I don’t know what Fox is thinking, considering how they have treated Tucker Carlson and his team. You drop your most popular host in a way that just antagonizes your viewers and shows no loyalty for all he has brought to the network.
Now, Fox is reportedly showing that same attitude toward the remaining people who had worked for Carlson but who were still working for the network until Friday.
According to Chadwick Moore, Carlson’s biographer, the remaining nine people who worked on Carlson’s show were going to be “frog marched” out of the building tonight after they finished the show on Friday. One former Carlson producer called it “Degrading!” Here’s the email that those people allegedly got:
What’s the point in that besides trying to humiliate them? Do they think these people were going to do anything? That’s just treating your employees so poorly. Again, does Fox still want viewers? Because that’s not going to go over well with the folks who are already mad at them for cutting Tucker.
But Carlson may have the last laugh, as may the people who worked for him. We reported before that Carlson was working on the idea of starting a new media venture and now there are a lot more details.
Former Fox News host Tucker Carlson and former White House adviser Neil Patel are raising funds for a new media company that likely would use Twitter as its foundation, according to a report from The Wall Street Journal.
People familiar with the matter told the Journal the new company would run on subscriptions for longer versions of the free videos Carlson has been posting on Twitter for free since he was ousted from Fox News earlier this year.

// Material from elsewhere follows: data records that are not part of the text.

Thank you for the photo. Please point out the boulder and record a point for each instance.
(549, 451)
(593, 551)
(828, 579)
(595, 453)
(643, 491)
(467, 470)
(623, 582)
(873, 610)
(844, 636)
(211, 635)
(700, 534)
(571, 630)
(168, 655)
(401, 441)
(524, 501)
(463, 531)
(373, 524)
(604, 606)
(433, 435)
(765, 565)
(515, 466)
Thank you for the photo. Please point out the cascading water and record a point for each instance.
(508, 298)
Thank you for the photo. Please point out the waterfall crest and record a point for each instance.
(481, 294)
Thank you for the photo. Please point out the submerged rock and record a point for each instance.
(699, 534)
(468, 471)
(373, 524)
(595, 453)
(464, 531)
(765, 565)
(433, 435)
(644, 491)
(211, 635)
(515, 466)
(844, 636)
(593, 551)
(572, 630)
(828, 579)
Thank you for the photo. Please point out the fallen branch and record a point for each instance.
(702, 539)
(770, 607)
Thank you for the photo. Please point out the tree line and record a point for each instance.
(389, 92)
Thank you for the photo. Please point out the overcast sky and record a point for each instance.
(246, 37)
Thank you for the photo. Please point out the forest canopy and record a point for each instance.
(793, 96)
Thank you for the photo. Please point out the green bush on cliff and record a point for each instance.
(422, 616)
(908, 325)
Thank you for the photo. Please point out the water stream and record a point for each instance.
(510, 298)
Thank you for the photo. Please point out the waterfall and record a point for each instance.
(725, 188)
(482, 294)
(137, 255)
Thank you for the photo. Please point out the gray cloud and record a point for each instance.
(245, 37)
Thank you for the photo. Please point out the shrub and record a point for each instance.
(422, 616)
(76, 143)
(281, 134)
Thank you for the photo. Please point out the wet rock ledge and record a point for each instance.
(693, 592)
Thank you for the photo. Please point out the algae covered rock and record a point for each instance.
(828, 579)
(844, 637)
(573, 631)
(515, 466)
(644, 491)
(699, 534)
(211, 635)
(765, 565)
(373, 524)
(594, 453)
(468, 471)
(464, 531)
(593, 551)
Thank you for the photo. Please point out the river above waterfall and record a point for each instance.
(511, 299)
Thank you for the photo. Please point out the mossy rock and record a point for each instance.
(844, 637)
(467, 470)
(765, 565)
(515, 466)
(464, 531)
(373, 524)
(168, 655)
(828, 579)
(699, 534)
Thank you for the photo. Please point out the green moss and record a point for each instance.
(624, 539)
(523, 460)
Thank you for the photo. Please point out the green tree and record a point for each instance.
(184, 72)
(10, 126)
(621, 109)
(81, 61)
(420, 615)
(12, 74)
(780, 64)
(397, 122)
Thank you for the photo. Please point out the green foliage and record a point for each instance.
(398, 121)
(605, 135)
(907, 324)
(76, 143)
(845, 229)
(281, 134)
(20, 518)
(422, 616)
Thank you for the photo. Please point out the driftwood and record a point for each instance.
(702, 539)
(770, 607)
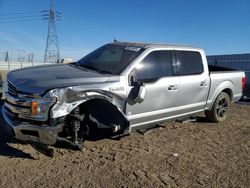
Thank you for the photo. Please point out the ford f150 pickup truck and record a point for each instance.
(118, 88)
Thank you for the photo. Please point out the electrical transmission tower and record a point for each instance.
(52, 54)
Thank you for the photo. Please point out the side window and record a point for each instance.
(189, 62)
(154, 66)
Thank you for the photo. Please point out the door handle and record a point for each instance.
(203, 84)
(172, 87)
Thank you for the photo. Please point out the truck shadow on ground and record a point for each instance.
(7, 150)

The shorter videos will still be available for free for users on Twitter and other platforms, with subscriptions required for the longer videos in their entirety, people told the Wall Street Journal. [….]
Carlson and Patel are reportedly seeking to raise hundreds of millions of dollars in funding for the company. The pair founded the conservative publication The Daily Caller in 2010 and were roommates at Trinity College in Hartford, Conn.
People familiar with the new project said Carlson’s team recently met with Twitter to talk over the endeavor, which would feature a website and mobile app and potentially air on other platforms beyond Twitter.
They’re looking to raise hundreds of millions of dollars and the word is they already have lined up some financial backers.
Fox sent Carlson a cease and desist letter, claiming he’s still under contract with them. But Carlson’s lawyer Harmeet Dhillon said he would “not be silenced by anyone.”
Carlson has already shown the power he has during his interviews with 2024 Republican candidates at the Family Leadership Summit. His interviewing them made it interesting because he was free to ask what he wanted and not hold back. I think it’s fair to say such a subscription show would be very popular and likely do better than whatever Fox might be putting out in place of Carlson. Word is also that some of the former employees would be joining Carlson in whatever he ultimately creates. So it looks like they might be better off as well.